The blood flow in the anastomosis was not measured in our CD population, also in relation to previous studies showing that surgical resection may affect superior mesenteric artery blood flow.40, 41
When comparing sonography versus endoscopy in terms of additional findings, ileocolonoscopy was obviously more appropriate in the only 2 patients with not only ileocolonic, but also colocolonic anastomosis. No significant additional lesions were detected by endoscopy. Different from ileocolonoscopy, SICUS also detected extraluminal lesions, including enteroenteric fistulae (4%), lymph nodes enlargement (1.4%), mesenteric adipose tissue alterations (7%), and proximal small bowel involvement (8%). This relatively low frequency of additional findings may be related to the quite short time interval from surgery in most of the patients. In our study, the role of SICUS appeared more relevant in visualizing the neoterminal ileum in patients showing an anastomotic stenosis not passed by the endoscope. In all 22 patients showing a stenosis of the ileocolonic anastomosis, SICUS indeed provided additional information regarding the neoterminal ileum, including the presence and extent of lesions compatible with recurrence and possible dilation above stenosis. These findings suggest that in CD patients with suspected anastomotic stenosis, SICUS is more appropriate than colonoscopy, as the visualization of the neoterminal ileum provided by sonography may avoid the need of small bowel radiology after colonoscopy. In our study, a comparable amount of time was required to perform SICUS (median 40 minutes, range 35–90) and colonoscopy.

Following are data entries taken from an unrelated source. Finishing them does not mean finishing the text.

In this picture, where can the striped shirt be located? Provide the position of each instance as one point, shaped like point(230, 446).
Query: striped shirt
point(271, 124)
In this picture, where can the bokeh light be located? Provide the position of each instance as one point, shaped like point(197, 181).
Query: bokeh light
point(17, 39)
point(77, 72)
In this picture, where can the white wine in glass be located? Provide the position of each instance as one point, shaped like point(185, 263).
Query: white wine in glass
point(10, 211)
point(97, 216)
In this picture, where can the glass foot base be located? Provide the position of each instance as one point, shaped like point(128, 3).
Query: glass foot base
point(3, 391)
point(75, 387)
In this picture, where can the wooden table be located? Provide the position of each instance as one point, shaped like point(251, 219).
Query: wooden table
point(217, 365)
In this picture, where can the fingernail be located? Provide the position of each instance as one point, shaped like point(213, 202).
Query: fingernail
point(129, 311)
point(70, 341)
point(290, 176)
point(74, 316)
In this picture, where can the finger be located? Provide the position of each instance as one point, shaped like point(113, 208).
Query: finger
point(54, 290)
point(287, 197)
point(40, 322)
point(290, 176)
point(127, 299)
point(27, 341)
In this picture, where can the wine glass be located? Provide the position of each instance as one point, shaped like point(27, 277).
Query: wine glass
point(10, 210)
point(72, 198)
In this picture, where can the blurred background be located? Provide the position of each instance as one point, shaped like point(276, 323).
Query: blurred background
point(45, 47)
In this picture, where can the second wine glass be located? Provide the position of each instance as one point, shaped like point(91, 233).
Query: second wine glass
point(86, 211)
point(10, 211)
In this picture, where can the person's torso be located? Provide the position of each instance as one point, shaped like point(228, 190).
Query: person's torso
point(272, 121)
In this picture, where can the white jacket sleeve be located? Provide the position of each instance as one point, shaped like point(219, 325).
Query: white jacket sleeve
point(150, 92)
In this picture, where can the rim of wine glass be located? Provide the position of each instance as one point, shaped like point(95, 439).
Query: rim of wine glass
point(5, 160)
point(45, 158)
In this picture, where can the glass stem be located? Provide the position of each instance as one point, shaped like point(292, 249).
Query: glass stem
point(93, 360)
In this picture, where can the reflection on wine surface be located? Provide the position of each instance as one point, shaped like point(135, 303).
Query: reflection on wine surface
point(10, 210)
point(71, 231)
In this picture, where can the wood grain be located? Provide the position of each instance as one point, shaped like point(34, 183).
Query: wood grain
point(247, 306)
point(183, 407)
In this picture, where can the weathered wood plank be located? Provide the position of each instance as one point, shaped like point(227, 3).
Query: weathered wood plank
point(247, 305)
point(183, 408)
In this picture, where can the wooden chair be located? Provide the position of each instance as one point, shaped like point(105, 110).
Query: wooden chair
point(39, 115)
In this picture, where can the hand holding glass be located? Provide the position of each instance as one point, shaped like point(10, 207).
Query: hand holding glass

Taken together, results from the present study suggest that sonography using oral contrast is a noninvasive technique useful for assessing CD recurrence after ileocolonic resection, providing findings comparable to colonoscopy. Different from colonoscopy, SICUS also allows the visualization of the neoterminal ileum in patients with a stenosis of the anastomosis not allowing passage of the endoscope. However, FN findings may be observed by using SICUS in patients with minor lesions related to CD recurrence. Results from our cross-sectional study, however, suggest that SICUS performed by an experienced sonographer is a noninvasive technique useful for assessing CD recurrence in patients with ileocolonic resection, particularly in those patients at high risk for complications related to colonoscopy (i.e., older age or comorbidities), as also in young patients with a history of high radiation exposure.